Real-world examples that benefit immediately
Repeating “Disk almost full” messages from many nodes: de-duplicated per node and summarized hourly; escalated only if AI (or static mapping) deems it high and it reappears after the window.
Flaky health checks that flip quickly: throttled within a 10-minute window, preventing dozens of pages.
Verbose stack traces: AI reduces them to “actionable? likely yes/no” based on keywords like “panic/segfault/oom-kill,” pushing only the high-signal cases immediately.
TLS certificate warnings: queued into digest unless they’re near expiry and recurring (in which case they bubble to high).
Optional: run it as a service
You can wire the reducer to your alert source with systemd. For example, to read from journald:
/etc/systemd/system/ai-alert-reducer.service
[Unit]
Description=AI Alert Reducer (journald)
After=network-online.target
[Service]
Environment=SLACK_WEBHOOK=YOUR_SLACK_WEBHOOK_URL
Environment=OPENAI_API_KEY=YOUR_API_KEY
Environment=AI_API_URL=https://api.openai.com/v1/chat/completions
Environment=AI_MODEL=gpt-4o-mini
Environment=DRY_RUN=0
ExecStart=/bin/sh -c 'journalctl -f -o json | /usr/local/bin/ai_alert_reducer.sh'
Restart=always
RestartSec=2
[Install]
WantedBy=multi-user.target
Enable it:
sudo systemctl daemon-reload
sudo systemctl enable --now ai-alert-reducer.service
If your alerts come from a file or pipe, replace the ExecStart pipeline accordingly (e.g., tail -F /var/log/alerts.jsonl | …).
3–5 actionable takeaways
Throttle first, then think: A simple fingerprint + time window can remove most duplicate noise before any AI call.
Use AI as a tie-breaker: Let a small, cheap model rate actionability only for de-duplicated alerts; always keep a safe fallback.
Batch the long tail: Move low/medium alerts into hourly digests so on-call sees context, not chaos.
Make “ignore” a team sport: Keep a shared regex list; prune it during postmortems.

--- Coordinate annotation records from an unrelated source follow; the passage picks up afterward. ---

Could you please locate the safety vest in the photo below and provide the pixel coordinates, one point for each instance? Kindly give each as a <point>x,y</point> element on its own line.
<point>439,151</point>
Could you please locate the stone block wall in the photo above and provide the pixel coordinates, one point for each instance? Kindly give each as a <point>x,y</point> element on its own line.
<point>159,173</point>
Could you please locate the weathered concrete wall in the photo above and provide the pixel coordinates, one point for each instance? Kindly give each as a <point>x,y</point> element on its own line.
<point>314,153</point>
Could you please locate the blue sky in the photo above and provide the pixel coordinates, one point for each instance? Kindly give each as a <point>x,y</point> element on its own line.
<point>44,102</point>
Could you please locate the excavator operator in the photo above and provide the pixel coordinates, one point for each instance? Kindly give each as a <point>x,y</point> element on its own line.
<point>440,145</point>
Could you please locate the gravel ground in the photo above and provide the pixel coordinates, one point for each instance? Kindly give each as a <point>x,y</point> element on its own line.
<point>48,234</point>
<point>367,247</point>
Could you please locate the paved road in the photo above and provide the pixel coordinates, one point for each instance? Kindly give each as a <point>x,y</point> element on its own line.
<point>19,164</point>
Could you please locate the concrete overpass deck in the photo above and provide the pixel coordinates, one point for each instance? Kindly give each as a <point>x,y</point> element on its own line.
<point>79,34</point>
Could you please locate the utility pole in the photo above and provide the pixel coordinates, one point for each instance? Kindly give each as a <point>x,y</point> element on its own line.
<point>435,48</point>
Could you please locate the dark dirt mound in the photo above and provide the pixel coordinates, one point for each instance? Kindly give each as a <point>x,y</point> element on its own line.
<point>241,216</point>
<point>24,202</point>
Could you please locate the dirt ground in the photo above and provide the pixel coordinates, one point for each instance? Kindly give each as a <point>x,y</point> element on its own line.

Start in shadow mode: Run with DRY_RUN=1, compare what would have paged vs. what actually paged, then flip the switch.
Conclusion and next steps
Alert fatigue isn’t just annoying—it hides real incidents. With a few lines of Bash, jq, sqlite, and curl, you can chop your noise floor, page only for what’s truly urgent, and give teams room to think.
Your next step:
Deploy the reducer in shadow mode for a week.
Review the hourly digests with your team.
Refine the ignore patterns and the AI prompt.
Turn on real routing for high/critical items.
If you want a deeper dive (e.g., Prometheus Alertmanager webhooks, service ownership routing, or on-call calendars), extend the same pattern: normalize → dedupe → AI score → route/digest. Keep it simple, observable, and versioned.
Happy de-noising. Your 2 a.m. self will thank you.